Guests set the timetable here, so when you start to feel peckish, hail a member of the team.
As flexible as mealtimes, room service can be delivered to your door whenever you feel the need. Dishes vary with the season, but traditional and modern Moroccan fare takes precedence.
L’Hôtel lies in a secluded quarter of the Medina, north west of Jemaa El-Fna and the souk. Staff greet you at the Ben Youssef Mosque and lead you through a maze of quiet side streets to the riad’s decorative doors.
From Marrakech Menara International airport, the drive to the hotel is under 20 minutes. Fly direct with EasyJet from the UK; flights from the US have a stopover in Lisbon or Casablanca. Airport transfers in a Mercedes-Benz E-Class (or a Mercedes Vito minivan for groups of up to seven guests) are included in your room rate.
Marrakech Railway Station is a 15-minute drive from the hotel. Trains arrive here direct from Casablanca or Fez.
It’s easy to navigate central Marrakech on foot; alternatively, private drivers can be hired for around £60 a day. Roads can be chaotic, especially around the Medina, where donkey-driven carts and scooters share the streets. Cars cannot go down the winding alleys that lead to the hotel, so you’ll need to find a parking spot elsewhere in the Medina. If you’re lucky enough to locate a space for your motor, four wheels will come in handy for exploring the sprawling Palmeraie, upper reaches of the Atlas and beyond; or if you’re planning a trip to Essaouira (a three-hour drive away).
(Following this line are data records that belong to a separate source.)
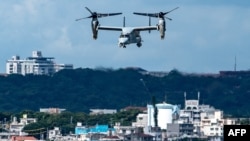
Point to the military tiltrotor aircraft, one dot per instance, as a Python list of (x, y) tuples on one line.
[(95, 22), (161, 24), (129, 35)]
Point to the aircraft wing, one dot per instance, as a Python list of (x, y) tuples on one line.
[(147, 14), (146, 28), (110, 28)]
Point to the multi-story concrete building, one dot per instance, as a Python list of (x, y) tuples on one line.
[(37, 64)]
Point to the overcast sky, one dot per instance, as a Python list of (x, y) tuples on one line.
[(203, 37)]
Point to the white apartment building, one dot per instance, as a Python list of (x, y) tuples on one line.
[(37, 64)]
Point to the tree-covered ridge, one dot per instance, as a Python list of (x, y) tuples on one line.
[(81, 89)]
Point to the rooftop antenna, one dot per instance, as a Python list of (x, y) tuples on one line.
[(165, 98), (198, 97), (235, 63)]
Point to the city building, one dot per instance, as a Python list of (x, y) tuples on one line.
[(102, 111), (17, 127), (37, 64), (52, 110)]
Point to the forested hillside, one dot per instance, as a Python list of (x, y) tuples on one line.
[(80, 89)]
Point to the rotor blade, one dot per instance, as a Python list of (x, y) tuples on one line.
[(99, 15), (147, 14), (171, 10), (83, 18), (89, 10), (168, 18)]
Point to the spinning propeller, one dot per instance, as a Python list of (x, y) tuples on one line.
[(157, 15), (95, 15)]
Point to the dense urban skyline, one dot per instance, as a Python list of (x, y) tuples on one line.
[(203, 37)]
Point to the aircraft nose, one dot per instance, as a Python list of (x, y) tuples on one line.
[(123, 40)]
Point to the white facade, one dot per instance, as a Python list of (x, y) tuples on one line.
[(37, 64), (212, 123), (164, 116), (17, 127), (141, 120)]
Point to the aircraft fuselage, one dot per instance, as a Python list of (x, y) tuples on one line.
[(129, 36)]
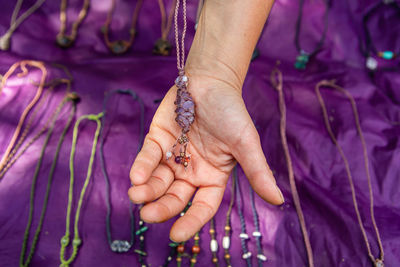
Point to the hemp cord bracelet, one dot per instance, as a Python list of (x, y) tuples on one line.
[(118, 246), (277, 83), (65, 240), (378, 262), (119, 47), (22, 262), (62, 39)]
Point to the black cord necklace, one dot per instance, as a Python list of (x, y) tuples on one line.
[(370, 50), (304, 57), (119, 246)]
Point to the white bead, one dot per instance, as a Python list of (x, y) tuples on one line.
[(226, 242), (371, 63), (261, 257), (256, 234), (213, 245), (244, 236), (246, 255)]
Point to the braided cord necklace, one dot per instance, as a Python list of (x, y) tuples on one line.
[(378, 262), (243, 235), (226, 240), (277, 83), (121, 46), (23, 65), (185, 106), (162, 46), (64, 40), (14, 155), (5, 39), (257, 234), (213, 243), (118, 245), (65, 240), (304, 57), (370, 49), (22, 262)]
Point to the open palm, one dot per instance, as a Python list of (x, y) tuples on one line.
[(222, 133)]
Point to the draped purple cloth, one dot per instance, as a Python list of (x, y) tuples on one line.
[(319, 171)]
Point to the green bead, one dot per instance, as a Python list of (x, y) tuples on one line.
[(387, 55)]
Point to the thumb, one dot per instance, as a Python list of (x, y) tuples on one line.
[(249, 154)]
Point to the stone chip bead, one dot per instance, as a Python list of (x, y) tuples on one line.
[(226, 242), (213, 245)]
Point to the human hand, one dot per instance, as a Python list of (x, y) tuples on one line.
[(222, 133)]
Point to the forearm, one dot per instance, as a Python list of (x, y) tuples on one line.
[(226, 36)]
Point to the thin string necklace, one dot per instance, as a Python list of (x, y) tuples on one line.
[(226, 240), (23, 65), (118, 245), (73, 97), (64, 40), (121, 46), (185, 112), (243, 235), (304, 57), (14, 155), (65, 240), (257, 234), (378, 262), (370, 49), (277, 83), (162, 46), (5, 39)]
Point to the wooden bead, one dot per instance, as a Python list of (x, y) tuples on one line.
[(180, 248), (195, 249)]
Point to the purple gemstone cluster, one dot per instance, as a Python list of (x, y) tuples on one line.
[(184, 104)]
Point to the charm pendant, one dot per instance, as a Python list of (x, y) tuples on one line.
[(184, 117), (64, 41)]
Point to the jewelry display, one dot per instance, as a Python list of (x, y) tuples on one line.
[(277, 84), (370, 50), (185, 107), (121, 46), (243, 234), (65, 240), (378, 262), (118, 246), (64, 40), (163, 46), (304, 57), (73, 98), (5, 39)]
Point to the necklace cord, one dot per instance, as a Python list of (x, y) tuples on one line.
[(333, 85), (277, 83)]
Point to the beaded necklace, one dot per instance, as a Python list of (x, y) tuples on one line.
[(185, 106), (118, 245), (65, 240), (23, 65), (121, 46), (277, 83), (378, 262), (5, 39), (73, 97), (243, 235), (304, 57), (370, 49), (63, 39), (163, 46)]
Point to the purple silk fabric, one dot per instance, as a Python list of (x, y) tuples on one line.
[(319, 171)]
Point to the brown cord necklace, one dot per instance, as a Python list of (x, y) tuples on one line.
[(277, 83), (378, 262), (64, 40), (120, 46)]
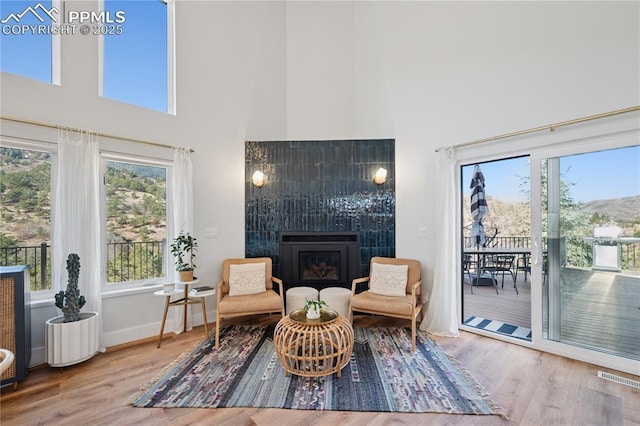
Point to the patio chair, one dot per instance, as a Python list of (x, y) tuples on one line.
[(500, 264), (394, 289), (246, 288)]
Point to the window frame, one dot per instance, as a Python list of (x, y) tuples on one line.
[(170, 65), (26, 144), (56, 49)]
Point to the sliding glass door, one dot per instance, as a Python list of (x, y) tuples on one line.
[(496, 241), (590, 250)]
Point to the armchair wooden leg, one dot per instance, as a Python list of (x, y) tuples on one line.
[(217, 329), (164, 320), (204, 317), (413, 333)]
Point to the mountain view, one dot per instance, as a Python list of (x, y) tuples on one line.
[(136, 204)]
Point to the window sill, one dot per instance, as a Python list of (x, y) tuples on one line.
[(40, 303), (127, 291)]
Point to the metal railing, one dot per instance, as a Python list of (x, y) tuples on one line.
[(126, 261), (579, 250)]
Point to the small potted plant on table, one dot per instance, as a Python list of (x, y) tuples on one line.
[(312, 308), (184, 249)]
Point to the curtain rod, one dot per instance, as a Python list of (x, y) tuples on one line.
[(550, 127), (75, 129)]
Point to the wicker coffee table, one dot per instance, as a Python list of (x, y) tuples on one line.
[(313, 348)]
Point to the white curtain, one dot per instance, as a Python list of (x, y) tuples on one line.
[(442, 315), (182, 214), (76, 216)]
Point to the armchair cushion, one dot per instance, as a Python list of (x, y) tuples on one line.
[(248, 278), (388, 280)]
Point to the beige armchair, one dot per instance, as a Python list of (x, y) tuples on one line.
[(394, 289), (246, 288)]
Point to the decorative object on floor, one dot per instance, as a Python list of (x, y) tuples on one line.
[(72, 337), (383, 375), (312, 308), (184, 248), (516, 331), (313, 347)]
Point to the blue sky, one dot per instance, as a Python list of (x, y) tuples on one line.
[(135, 60), (599, 175)]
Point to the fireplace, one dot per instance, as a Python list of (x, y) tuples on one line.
[(319, 259)]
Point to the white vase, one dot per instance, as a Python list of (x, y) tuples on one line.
[(69, 343)]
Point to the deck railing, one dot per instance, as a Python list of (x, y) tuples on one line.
[(126, 261), (579, 250)]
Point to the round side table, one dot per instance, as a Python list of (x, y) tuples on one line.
[(189, 298), (313, 348)]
There are car-hire booths at the airport.
Worth getting out of bed for
The hotel is within a hawker’s call of the Medina and the 12th-century Koutoubia Mosque, the revered religious monument has stayed the tallest building in the city out of respect. Jemaa El-Fna and the souk’s myriad stalls and nightly melee are a 20-minute stroll away. Only Muslims can enter the Ben Youssef Mosque, but differently denominated visitors can marvel at its exterior. The neon-bright buildings, towering cacti and flower-crowded walkways of the Jardin Majorelle are unfailingly lovely, and the little on-site museum has intricate Berber jewellery and costumery to covet. For more wondrous weaving and richly cultured handicraft, stop by Maison Tiskiwin, a petite space filled with textiles, tents and adornments. Or peep into Marrakech’s past at La Maison de la Photographie museum and find that some things are still very much the same today.
With one meal included in your stay you have an excuse to spend one candlelit night behind the curtains on your terrace, or four-poster (hey, we’re not ones to judge). Bô Zin is reliably cool, with ochre walls, tented terraces and low lighting under which you can share fragrant cous-cous dishes and Thai-inspired tidbits. Follow the design theme at Dar Moha, which resides in Pierre Balmain’s former pad. Diners sit on the patio by his Persian rug-tiled pool and pick from any number of plates lining the table: Berber-style cous cous, sweet pastillas and crispy, thyme-infused chicken.
Bakchich Café, with its bold hues and recycled furnishings, is a cheery spot in which to spend the afternoon while sipping a freshly squeezed juice and tucking into a tagine.
Kechmara on the Rue de la Liberté is a mod Marrakchi hangout where pitchers of rosé wine are served with grapefruit juice, mojitos come with the freshest mint and the Marrakech Iced Tea knocks you for six (thanks to the slugs of vodka, gin, tequila and rum muddled into it).
I should start by saying I’m not sure if I’m a talented enough writer to fully convey quite how special L’Hotel Marrakech is, but will try my best to do it justice.
After landing in Marrakech and being met by our driver, we took the short journey through hectic streets into the old town. After swerving around donkeys and mopeds, we were met by a very nice man named George, who then led us down winding pink medina alleyways until we were stood outside an impressive dark green door: the entrance to L’Hotel. I feel like it would be cliché to call it ‘an oasis’. But it is, so I’m going to.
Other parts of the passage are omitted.